O’Connor revealed the efforts made to have star Shane Conway fit for the tie, after he suffered a hamstring strain against Laois a week earlier.
“I brought him to Ennis this week to the Cryotherapy Centre to try get his hamstring right, as we needed Shane to play. We knew he’d play on one leg if required. So I was with him for about six hours in the car on Monday and we were just having a chat. At one stage (when he was probably sick of me talking hurling) Shane turned to me and said ‘I’d just love to play in Croke Park. We must get to play in Croke Park; I want to play in Croke Park.’
“He is no different to any other Kerry young lad, hurling or football, they want to play in Croke Park. That is why I felt our league final should have been played there like all the football ones. I would love to be part of this group that would make Shane’s wish a reality and we could reach Croke Park.”

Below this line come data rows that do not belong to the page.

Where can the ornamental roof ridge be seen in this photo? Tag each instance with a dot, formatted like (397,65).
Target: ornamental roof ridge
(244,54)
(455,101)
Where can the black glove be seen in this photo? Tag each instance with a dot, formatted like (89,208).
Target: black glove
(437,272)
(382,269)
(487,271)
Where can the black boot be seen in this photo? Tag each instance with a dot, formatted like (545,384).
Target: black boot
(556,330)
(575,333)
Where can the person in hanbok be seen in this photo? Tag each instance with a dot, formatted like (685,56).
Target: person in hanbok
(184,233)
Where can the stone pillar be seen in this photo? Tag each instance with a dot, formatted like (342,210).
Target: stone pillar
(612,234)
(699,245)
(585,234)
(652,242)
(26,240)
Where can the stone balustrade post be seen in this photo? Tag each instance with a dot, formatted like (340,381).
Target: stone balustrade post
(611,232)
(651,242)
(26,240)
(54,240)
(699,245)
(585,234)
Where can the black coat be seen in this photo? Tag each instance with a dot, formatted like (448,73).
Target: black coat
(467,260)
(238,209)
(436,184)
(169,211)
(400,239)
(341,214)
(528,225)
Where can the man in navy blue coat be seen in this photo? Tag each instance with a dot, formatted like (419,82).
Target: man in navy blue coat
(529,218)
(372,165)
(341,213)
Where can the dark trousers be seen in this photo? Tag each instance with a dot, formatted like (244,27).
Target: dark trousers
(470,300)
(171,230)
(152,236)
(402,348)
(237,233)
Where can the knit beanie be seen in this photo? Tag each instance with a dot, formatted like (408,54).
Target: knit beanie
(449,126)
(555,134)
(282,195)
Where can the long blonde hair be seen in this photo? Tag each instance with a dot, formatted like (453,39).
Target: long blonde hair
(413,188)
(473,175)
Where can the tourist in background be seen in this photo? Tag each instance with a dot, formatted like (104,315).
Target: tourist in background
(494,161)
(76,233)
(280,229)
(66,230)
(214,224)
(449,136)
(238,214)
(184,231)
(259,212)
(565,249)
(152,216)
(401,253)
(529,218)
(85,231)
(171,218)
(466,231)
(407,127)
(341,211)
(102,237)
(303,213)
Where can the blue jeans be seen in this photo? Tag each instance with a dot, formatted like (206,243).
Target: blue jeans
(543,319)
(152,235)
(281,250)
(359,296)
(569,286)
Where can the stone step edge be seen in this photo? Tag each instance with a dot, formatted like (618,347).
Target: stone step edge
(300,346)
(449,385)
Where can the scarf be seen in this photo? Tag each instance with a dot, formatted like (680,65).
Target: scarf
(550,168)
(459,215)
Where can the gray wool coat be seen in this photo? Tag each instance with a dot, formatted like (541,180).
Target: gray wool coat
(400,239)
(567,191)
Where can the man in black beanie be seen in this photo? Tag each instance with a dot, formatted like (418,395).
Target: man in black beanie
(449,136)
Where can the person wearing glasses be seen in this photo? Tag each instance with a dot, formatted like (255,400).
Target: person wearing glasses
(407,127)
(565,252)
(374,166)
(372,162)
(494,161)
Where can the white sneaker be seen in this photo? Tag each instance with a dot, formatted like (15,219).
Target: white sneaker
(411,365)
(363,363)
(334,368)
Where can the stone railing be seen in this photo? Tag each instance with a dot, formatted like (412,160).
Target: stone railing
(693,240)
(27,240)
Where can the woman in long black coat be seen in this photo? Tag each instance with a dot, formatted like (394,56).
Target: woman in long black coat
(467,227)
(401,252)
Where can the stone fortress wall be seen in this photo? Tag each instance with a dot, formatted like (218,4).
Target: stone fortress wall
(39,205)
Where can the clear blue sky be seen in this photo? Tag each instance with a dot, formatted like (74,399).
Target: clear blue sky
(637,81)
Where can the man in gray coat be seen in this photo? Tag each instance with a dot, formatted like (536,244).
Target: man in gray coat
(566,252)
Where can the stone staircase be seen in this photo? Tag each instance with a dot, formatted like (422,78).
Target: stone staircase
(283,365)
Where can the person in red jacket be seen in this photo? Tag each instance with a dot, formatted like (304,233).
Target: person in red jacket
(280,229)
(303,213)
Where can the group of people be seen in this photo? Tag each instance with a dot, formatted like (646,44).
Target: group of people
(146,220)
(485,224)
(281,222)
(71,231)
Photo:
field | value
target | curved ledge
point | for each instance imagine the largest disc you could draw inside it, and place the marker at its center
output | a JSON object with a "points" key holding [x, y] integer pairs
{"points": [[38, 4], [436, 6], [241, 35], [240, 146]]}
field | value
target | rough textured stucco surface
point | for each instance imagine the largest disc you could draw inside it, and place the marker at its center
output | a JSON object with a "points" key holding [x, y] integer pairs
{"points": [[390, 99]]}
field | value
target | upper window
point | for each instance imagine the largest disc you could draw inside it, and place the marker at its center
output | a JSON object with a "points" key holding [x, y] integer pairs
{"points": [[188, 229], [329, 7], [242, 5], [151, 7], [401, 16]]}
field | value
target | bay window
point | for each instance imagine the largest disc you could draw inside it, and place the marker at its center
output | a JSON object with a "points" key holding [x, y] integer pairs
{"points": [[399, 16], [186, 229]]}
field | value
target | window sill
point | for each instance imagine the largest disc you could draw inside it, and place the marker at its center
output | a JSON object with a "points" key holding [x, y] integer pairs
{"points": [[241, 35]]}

O’Connor, who has two of his three-year term to serve, is looking forward to the future with this group.
“It’s enjoyable and if they all love coming in training and fighting for each other and trying to do their best for Kerry, then that is a success. There were ten or 12 young fellas in the dressing room looking for sliotars (Saturday) and hopefully those young fellows will go home and practice and play for Kerry when they are older. That could be termed success.
“What Shane Conway is doing in UCC is success for Kerry hurling because everyone (on the outside) are saying — ‘look at the player they produced in Kerry’. It has given it a massive lift.”